If you’ve listened to our Understanding Vulnerabilities podcast, you’ll know that RCE bugs usually get the most attention, because they offer a break-and-enter path to attackers who are outside your network.

(Audio player above not working? Listen on Soundcloud.)

But the other sorts of vulnerability can be combined with RCE into a much more dangerous cocktail.

For example, a Disclosure bug might allow crooks to steal authentication data that makes it much easier for them to pull off an RCE; a cunningly timed DoS might knock out intrusion detection software that would otherwise trigger an alert; and an EoP might add system administrator powers to a user-level compromise.

→ Here’s an analogy: a Disclosure bug tells a crook where you live and when you won’t be home; the RCE lets him pick your front door lock and get inside; the DoS means he knows how to turn off your burglar alarm; and the EoP gets him into your safe as well, once he’s in the house.

Tampering explained

Tampering is another sort of security hole that may help crooks, either by allowing them to initiate their attack more easily, or by making things worse for you once they have broken in.

Very loosely, tampering means that you can make a security-related change that should raise an alarm, but doesn’t.

For example, you might be able to add malware to someone else’s digitally signed software and have the system still accept it as trusted.

You might be able to make your own digital certificate, for example for a fake web page, but pass it off as someone else’s.

Or you might be able to tamper with a protected configuration file, thus altering the settings and behaviour of software such as a web server, without being noticed.

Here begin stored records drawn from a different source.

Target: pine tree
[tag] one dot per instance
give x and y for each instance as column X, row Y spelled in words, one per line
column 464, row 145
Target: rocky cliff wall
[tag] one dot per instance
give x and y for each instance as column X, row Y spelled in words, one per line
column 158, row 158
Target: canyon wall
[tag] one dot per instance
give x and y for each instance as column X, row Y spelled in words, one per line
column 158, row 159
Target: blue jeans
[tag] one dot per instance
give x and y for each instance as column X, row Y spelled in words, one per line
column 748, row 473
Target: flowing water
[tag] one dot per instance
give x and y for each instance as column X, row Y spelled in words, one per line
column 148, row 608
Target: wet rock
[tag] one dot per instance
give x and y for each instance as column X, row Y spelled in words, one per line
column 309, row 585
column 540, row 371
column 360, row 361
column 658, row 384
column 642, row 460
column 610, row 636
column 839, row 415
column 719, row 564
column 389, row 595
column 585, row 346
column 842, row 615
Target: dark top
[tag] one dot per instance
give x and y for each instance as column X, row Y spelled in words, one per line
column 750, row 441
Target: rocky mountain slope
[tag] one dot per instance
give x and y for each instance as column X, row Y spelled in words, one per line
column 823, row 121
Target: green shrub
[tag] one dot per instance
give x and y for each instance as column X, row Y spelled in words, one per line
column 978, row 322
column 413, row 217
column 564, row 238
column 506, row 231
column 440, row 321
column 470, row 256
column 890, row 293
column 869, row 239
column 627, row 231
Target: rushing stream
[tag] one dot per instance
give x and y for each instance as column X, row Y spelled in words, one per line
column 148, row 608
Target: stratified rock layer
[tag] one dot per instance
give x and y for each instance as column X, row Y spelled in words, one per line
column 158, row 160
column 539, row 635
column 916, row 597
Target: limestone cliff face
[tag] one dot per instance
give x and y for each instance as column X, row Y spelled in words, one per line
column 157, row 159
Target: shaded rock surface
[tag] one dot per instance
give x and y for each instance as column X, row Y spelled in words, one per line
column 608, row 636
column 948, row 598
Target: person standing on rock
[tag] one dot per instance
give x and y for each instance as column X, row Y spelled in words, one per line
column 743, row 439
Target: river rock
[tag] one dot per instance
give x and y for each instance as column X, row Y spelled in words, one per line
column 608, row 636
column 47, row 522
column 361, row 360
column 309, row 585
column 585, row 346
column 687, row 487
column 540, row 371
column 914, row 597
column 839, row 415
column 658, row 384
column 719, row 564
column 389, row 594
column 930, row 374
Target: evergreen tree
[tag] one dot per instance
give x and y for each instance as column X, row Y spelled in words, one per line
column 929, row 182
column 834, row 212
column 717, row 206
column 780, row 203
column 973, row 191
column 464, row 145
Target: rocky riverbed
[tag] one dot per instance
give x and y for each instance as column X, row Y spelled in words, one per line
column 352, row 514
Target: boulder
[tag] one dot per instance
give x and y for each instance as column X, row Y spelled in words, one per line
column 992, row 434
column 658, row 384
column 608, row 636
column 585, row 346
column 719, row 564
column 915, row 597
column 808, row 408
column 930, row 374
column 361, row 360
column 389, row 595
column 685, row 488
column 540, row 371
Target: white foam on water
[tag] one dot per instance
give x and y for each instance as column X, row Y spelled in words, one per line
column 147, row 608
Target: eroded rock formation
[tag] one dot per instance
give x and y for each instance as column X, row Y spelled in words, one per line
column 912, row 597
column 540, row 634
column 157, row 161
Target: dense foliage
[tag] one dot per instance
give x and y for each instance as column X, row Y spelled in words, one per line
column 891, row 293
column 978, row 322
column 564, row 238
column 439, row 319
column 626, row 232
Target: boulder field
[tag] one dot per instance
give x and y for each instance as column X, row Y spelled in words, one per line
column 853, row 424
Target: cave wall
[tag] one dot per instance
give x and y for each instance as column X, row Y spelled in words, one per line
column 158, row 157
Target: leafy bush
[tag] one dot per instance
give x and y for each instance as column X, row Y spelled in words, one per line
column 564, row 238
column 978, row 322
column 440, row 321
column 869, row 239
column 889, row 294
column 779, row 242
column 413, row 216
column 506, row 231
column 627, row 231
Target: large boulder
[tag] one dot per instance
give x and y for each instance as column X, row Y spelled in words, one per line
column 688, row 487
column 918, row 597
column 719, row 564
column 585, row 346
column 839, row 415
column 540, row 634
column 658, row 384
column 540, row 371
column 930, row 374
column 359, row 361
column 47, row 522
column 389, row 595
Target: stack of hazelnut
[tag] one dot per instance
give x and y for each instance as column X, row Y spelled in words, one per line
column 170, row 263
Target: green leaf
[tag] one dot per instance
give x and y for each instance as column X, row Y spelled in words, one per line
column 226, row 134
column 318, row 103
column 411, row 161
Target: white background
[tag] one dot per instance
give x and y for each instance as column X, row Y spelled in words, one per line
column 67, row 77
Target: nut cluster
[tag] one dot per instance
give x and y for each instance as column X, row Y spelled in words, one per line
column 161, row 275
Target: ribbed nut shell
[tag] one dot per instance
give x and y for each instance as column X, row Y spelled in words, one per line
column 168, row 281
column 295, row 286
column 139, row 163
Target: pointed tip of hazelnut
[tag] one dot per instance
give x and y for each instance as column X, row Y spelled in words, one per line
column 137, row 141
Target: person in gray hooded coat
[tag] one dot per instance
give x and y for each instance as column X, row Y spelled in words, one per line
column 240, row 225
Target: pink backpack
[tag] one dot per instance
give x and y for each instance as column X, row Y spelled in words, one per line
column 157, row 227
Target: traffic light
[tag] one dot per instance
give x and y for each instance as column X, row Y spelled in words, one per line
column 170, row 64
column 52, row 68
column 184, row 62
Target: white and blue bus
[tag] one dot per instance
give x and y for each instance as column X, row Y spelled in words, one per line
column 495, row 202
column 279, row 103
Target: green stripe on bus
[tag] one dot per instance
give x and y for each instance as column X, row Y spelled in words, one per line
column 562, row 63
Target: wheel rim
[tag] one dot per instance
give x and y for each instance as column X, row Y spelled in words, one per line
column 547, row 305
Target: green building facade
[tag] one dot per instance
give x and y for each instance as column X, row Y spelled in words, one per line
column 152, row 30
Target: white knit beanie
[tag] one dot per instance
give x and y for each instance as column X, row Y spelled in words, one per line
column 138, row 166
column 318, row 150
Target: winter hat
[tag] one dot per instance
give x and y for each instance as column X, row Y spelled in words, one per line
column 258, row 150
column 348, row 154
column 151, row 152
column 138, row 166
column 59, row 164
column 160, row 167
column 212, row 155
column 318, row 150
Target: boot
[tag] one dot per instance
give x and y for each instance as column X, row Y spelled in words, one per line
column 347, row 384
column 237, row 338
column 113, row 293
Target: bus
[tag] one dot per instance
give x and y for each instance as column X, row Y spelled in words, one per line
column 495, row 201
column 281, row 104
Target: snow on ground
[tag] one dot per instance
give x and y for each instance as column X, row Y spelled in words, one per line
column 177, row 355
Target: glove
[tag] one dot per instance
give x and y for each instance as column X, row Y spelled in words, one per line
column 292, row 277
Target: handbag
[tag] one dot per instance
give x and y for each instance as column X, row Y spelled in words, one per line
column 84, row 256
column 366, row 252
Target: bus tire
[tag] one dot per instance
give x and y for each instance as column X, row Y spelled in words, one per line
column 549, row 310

One well-known example of a tampering exploit is last year’s MasterKey malware for Android, which bypassed Google’s Android Package (APK) cryptographic verifier, making the malware look legitimate.

This didn’t just allow the malware to get the blessing of Google’s compulsory install-time security check, but also allowed the crooks to put the blame on a innocent vendor, whose digitally signed package they started with.

Another famous tampering exploit is the announcement by security researchers in 2008 that they had succeeded in creating a fake Certification Authority web certificate by finding a collision in the MD5 hashing algorithm.

Their home-made certificate appeared to have been signed by one of the top-level “root authorities” that almost every browser trusts by default, and would have allowed them to sign apparently-trusted certificates for any website they liked.

→ Don’t use MD5 in any new project. We knew it was cryptographically flawed before 2008, but the abovementioned certificate crack made it quite clear that it was dangerously unsafe in real life, not just in the lab.

We can’t yet say exactly what form this latest Windows tampering vulnerability takes, but it affects Windows 7; 8 and 8.1; Server 2008 R2 (not Itanium, and not Server Core); and all supported flavours of Server 2012, including Server Core.

Watch this space: we’ll tell you more after we’ve spoken officially to Microsoft on Patch Tuesday itself.

Theoretical zero-day fixed

The final item of interest about the June 2014 Patch Tuesday is that the update to IE fixes a security hole known as CVE-2014-1770.

Technically, this became a zero-day in IE 8 when it was disclosed by HP’s Zero Day Initiative during May 2014, after Microsoft hadn’t managed to come up with a fix for six months. (More precisely, after 180 days.)

The discoverer of the bug, who sold it to HP for an undisclosed sum, was careful to point out that all that was published last month was an advisory, not a proof of concept; indeed, he said that “it won’t be easy reproduce the vulnerability based on the advisory alone.”

Even after you have uncovered a vulnerability, there is almost always a lot of work (and sometimes it proves as good as impossible) to weaponise the vulnerability by actually coming up with a way to exploit it.

According to Microsoft, writing on its Security Response Center blog, no in-the-wild exploit using CVE-2014-1770 was ever seen, and thankfully the issue becomes moot on 10 June 2014, when the latest IE patches come out.

The bottom line

As we said at the outset: you’ll need to patch and reboot every Windows system on your network this month.